In the past few years, rewilding has been controversial in the UK for some different reasons. These have included: 

  • Concerns that rewilding might imply stopping farming and/or removing people from rural areas.
  • A belief that rewilding represents an attack on traditional rural livelihoods and ways of life, especially livestock farming in upland areas.
  • Concern that rewilding could represent a ‘colonial’ approach, with control of rural areas taken away from local communities, including through the acquisition of land by external organisations.
  • Concern about forms of rewilding that promote the reintroduction of wild species, like wolves and lynx, which might not be welcomed by farmers.
  • Opposition to the implication that ‘re’-wilding means returning to a particular point in the past, rather than moving forward into the future.
  • Concerns that rewilding could impact food security and/or lead to off-shoring the environmental impacts of food production
A tourist sitting in a field filled with globeflowers

In some cases, these concerns have been made worse by rewilding projects that have not consulted well enough with local people.

WWF believes most concerns around rewilding can be resolved by ensuring local communities take the lead. Also, by avoiding an all-or-nothing choice by taking a spectrum-based approach.

There are sometimes compromises between managing land, rivers or seas for nature, climate and food production purposes. There will sometimes be genuine differences of opinion about the way forward.

We believe it is possible to mitigate potential conflict and find acceptable approaches that balance many needs. This is done by taking a reasonable, spectrum-based approach that puts people at the forefront of decision-making.

Cars drive past wildflowers, planted as part of Leicester City's 'Bee Roads' project.

Why is rewilding important?

Rewilding is important because it has captured the imagination of a wide range of different people, and it continues to receive a lot of attention.
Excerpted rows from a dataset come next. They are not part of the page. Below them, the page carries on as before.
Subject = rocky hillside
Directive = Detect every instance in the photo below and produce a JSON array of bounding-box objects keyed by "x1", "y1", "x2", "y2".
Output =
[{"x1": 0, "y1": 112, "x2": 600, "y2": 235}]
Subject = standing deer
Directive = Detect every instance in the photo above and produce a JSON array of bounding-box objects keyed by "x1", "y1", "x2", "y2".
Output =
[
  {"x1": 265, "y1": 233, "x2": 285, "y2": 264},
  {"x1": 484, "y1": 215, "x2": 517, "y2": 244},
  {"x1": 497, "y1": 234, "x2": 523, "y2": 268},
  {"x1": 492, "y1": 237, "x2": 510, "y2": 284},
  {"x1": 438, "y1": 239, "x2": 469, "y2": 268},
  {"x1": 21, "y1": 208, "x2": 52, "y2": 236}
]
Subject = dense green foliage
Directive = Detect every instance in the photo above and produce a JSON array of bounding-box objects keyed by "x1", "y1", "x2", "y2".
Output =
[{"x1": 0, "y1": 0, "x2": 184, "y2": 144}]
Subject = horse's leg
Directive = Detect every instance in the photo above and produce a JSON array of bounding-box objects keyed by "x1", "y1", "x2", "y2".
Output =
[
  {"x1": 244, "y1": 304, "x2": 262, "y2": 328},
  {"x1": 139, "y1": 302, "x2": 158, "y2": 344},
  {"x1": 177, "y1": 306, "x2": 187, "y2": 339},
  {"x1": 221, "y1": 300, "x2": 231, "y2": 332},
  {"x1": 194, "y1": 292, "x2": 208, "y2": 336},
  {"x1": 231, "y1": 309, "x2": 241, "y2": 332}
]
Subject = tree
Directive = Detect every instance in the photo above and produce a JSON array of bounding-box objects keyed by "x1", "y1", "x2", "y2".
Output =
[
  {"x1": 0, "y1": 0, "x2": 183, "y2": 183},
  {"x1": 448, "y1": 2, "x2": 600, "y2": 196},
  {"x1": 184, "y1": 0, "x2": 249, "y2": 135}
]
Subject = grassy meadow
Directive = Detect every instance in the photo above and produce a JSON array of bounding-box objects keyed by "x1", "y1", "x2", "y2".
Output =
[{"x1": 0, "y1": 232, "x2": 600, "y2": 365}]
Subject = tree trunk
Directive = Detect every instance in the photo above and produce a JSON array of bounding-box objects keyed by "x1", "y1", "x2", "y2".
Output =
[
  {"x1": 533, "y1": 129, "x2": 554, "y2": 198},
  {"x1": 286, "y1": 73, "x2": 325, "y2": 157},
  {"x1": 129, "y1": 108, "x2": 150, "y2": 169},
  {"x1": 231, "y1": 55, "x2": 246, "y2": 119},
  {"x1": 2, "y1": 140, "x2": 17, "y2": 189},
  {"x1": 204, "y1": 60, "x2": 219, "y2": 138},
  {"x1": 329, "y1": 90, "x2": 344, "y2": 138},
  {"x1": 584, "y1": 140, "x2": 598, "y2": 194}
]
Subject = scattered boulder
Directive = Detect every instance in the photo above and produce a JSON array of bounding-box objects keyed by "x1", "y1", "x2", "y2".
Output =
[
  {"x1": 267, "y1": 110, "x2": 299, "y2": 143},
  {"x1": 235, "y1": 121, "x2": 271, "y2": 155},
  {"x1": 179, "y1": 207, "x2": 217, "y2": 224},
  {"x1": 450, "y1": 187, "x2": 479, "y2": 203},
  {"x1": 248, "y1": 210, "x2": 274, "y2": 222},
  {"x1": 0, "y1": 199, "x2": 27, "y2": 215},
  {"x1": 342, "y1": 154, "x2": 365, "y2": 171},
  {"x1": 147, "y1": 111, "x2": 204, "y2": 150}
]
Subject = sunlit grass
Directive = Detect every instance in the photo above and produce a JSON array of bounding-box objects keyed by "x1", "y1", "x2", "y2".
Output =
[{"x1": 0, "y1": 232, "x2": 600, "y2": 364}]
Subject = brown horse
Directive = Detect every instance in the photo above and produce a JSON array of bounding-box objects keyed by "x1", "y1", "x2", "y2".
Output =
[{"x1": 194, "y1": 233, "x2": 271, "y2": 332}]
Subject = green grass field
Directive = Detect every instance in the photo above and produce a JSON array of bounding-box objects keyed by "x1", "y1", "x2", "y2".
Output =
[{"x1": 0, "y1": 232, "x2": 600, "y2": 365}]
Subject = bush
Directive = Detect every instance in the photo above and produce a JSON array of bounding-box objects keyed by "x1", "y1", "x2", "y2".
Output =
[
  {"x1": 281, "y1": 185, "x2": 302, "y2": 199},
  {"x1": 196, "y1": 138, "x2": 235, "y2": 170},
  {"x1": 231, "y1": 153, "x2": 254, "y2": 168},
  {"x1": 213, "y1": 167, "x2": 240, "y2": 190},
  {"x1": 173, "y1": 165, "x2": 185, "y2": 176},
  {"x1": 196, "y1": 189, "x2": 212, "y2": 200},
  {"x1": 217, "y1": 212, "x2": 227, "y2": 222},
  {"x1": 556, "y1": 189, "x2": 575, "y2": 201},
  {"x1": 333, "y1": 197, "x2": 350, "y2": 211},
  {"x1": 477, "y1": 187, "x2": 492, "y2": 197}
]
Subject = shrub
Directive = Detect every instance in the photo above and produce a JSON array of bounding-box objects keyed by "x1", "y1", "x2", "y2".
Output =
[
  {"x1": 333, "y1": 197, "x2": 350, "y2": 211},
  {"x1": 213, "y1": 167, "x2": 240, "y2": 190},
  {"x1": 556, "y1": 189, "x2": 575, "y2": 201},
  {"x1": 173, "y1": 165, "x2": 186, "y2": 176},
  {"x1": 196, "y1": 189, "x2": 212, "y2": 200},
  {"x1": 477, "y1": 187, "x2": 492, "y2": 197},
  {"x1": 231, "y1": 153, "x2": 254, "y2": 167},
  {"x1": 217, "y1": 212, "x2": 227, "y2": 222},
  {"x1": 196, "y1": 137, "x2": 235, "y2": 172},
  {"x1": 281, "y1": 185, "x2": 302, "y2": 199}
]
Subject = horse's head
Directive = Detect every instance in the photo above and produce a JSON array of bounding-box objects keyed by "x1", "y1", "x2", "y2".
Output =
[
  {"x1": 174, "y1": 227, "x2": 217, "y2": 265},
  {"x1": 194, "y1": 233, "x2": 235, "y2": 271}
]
It can be a powerful tool in our conservation toolkit, to help tackle the nature and climate crises.

Rewilding is powerful for many reasons, including: 

  • It reflects increasing scientific understanding that nature does not stay the same. Nature is dynamic and always changing. If we artificially prevent nature from changing, it will be less resilient. By supporting nature’s dynamic processes, rewilding increases the chances that nature will recover.
  • It offers an optimistic vision for nature recovery. It challenges narratives that portray conservation as a losing battle against human destruction. Instead, it offers hope that we can bring nature back in a vibrant, positive future. This helps to engage more people with nature, which is essential for both nature and people. 

Related projects

The following WWF projects use rewilding principles in a variety of ways: 

Closeup of Frank Morgan's (Natural England) hand examining leaves on a freshly planted tree on the Wild Ingleborough site.

How can you get involved in rewilding?

The idea of rewilding can offer a hopeful vision for nature recovery that everyone can be part of. Members of the public can engage with rewilding by:

  • Thinking about how you might allow nature to take the lead in your garden or school. For example, by leaving patches of grass to grow.
  • Thinking about how you might scale up what you are doing for nature. You could talk to your neighbours or join a local conservation group. Here, you can coordinate your activities on a greater scale.
  • Keeping an open mind about what kind of results you might want to see. Nature may do something unexpected, celebrate what does happen!

But, remember that we live in a human modified landscape. There are a lot of habitats that exist because of past human management. For example, flower-rich grasslands. So, don’t assume that less human activity is good for nature. If you are in any doubt ask a local nature expert.